Trade ministers for APEC members work on facilitating global production chains and expanding international markets and including small and medium sized businesses in these efforts. The costs of international trade, lack of access to reliable information on government regulations and tariffs, and protecting intellectual property are some of the hindrances to doing business across borders.

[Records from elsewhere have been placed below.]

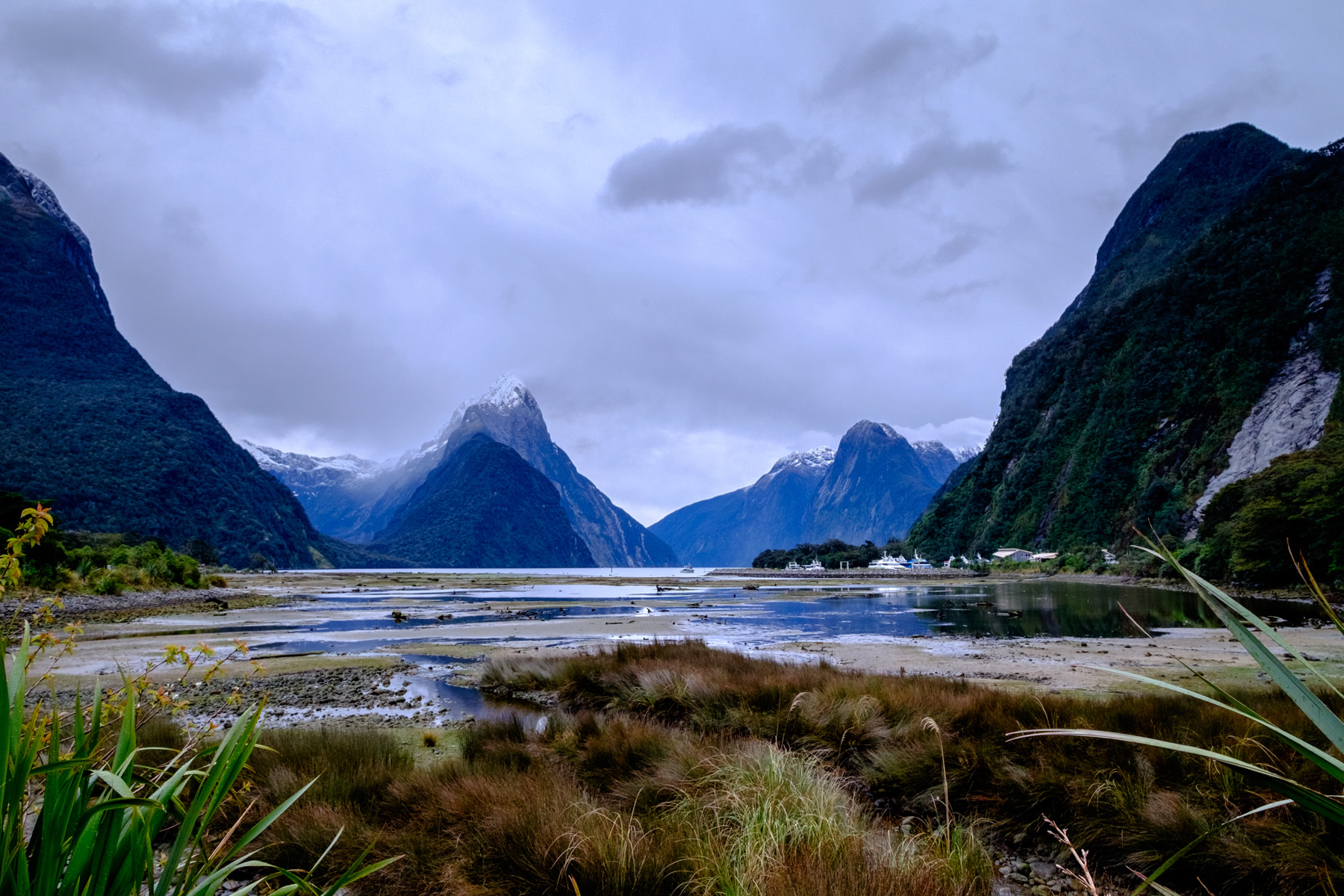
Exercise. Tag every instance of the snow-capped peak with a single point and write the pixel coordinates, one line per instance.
(818, 458)
(276, 461)
(507, 391)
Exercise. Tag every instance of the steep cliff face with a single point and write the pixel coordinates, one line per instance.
(1290, 414)
(336, 492)
(89, 428)
(730, 529)
(510, 414)
(871, 489)
(877, 488)
(1204, 292)
(484, 507)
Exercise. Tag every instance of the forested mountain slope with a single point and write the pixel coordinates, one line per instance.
(485, 507)
(90, 429)
(1213, 282)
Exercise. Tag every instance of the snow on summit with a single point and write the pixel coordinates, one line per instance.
(507, 391)
(818, 458)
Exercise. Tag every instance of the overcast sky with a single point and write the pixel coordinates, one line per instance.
(705, 234)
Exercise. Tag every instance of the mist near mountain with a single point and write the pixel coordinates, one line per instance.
(92, 430)
(355, 499)
(1207, 343)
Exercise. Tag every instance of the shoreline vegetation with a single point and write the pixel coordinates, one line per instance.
(675, 768)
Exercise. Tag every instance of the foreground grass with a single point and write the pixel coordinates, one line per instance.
(682, 768)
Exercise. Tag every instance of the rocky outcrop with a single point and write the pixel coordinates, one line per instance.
(1290, 414)
(485, 507)
(89, 428)
(1290, 417)
(730, 529)
(871, 489)
(361, 499)
(877, 488)
(1187, 337)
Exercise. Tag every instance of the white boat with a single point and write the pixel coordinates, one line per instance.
(887, 561)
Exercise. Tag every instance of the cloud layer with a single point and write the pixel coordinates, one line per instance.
(705, 234)
(726, 163)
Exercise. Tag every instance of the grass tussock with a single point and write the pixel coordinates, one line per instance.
(1130, 806)
(676, 768)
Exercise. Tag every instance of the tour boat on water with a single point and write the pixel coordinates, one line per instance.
(887, 561)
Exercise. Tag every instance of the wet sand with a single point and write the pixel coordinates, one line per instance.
(344, 684)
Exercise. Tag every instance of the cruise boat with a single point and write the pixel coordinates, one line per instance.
(887, 561)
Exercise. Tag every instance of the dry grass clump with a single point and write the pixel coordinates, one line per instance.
(675, 768)
(675, 813)
(1128, 805)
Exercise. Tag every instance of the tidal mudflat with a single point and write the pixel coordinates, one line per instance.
(406, 648)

Another challenge is product standards that vary from country to country. To ease the burden on production and expand transnational trade, APEC ministers are trying to establish common standards. Differing standards is a real barrier for small and medium-sized companies that cannot afford to make several variants of a product to satisfy nation-specific requirements.
Aligning standards to maintain quality while remaining business-friendly is an extensive balancing act. Government officials working in this area must ensure good regulatory practices that protect public health and welfare while reducing technical barriers to trade. The standards must address a wide range of products – food and toy safety, commercial green building standards, and medical devices, for example.
Companies need clear, consistent, and easy to understand information on trade regulations and the tariffs that must be paid. To help on this point, APEC created a website for up-to-date information for each of its members.
The APEC Business Travel Card (ABTC) clears another hurdle for international trade. Being able to negotiate and conduct transactions face to face is often crucial for success, even in this day of internet communications. This pre-cleared, multiple-entry travel document for visa-free business travel within the region resembles a credit card and is valid for three years. The ABTC enables businessmen to travel without visas for short stays up to 60 – 90 days. Cardholders also enjoy expedited border crossing in member economies by being fast-tracked through immigration lanes. Nearly 90,000 cardholders enjoy the ability to hop on a plane at a moment’s notice and travel clear across the Asian-Pacific region to conduct business.
An important APEC reform is reducing the costs of business transactions. The APEC Trade Facilitation Action Plan reduced these by 6% across the region between 2002-2006, with a goal of cutting an additional 5% in expenses for 2007-2010.
The Asia-Pacific Economic Cooperation is an economic bloc that strives to facilitate free trade and economic collaboration. Headquartered in Singapore, APEC is much like the European Union and the North American Free Trade Area. Forty-four per cent of world trade occurs within the Asia-Pacific rim, and 40% of the world’s population lives in this region. Its 21 member economies account for 54% of the world’s GDP, which is more than twice that of Europe (21%). APEC is comprised of Australia, Brunei, Canada, Chile, China, Hong Kong, Indonesia, Japan, Malaysia, Mexico, New Zealand, Papua New Guinea, Peru, Philippines, Russia, Singapore, South Korea, Taiwan, Thailand, U.S., and Vietnam.
At the second summit held in 1994 in Bogor, Indonesia, APEC leaders set a goal of establishing regional free trade by 2010 for industrialized nations and 2020 for developing nations. To meet these Bogor goals, APEC worked on economic and technical cooperation, facilitating business, and liberalizing trade and investment.
Honolulu is the fortunate host site of the 23rd annual meeting of the Asia-Pacific Economic Cooperation (APEC) this November 12-20 at the Hawaii Convention Center. Selected by President Barack Obama, this is the second time the United States has hosted the meeting. President Bill Clinton chose Blake Island, Washington for the inaugural 1993 APEC Economic Leaders’ Meeting. As one of the world’s most ethnically diverse Asia-Pacific communities, as well as the home state of President Obama, Hawaii is an ideal location for this large meeting of world leaders. The November 2011 APEC meeting in Waikiki, then, is an exciting and crucial event toward continuing efforts to enhance trade and investment in our part of the globe.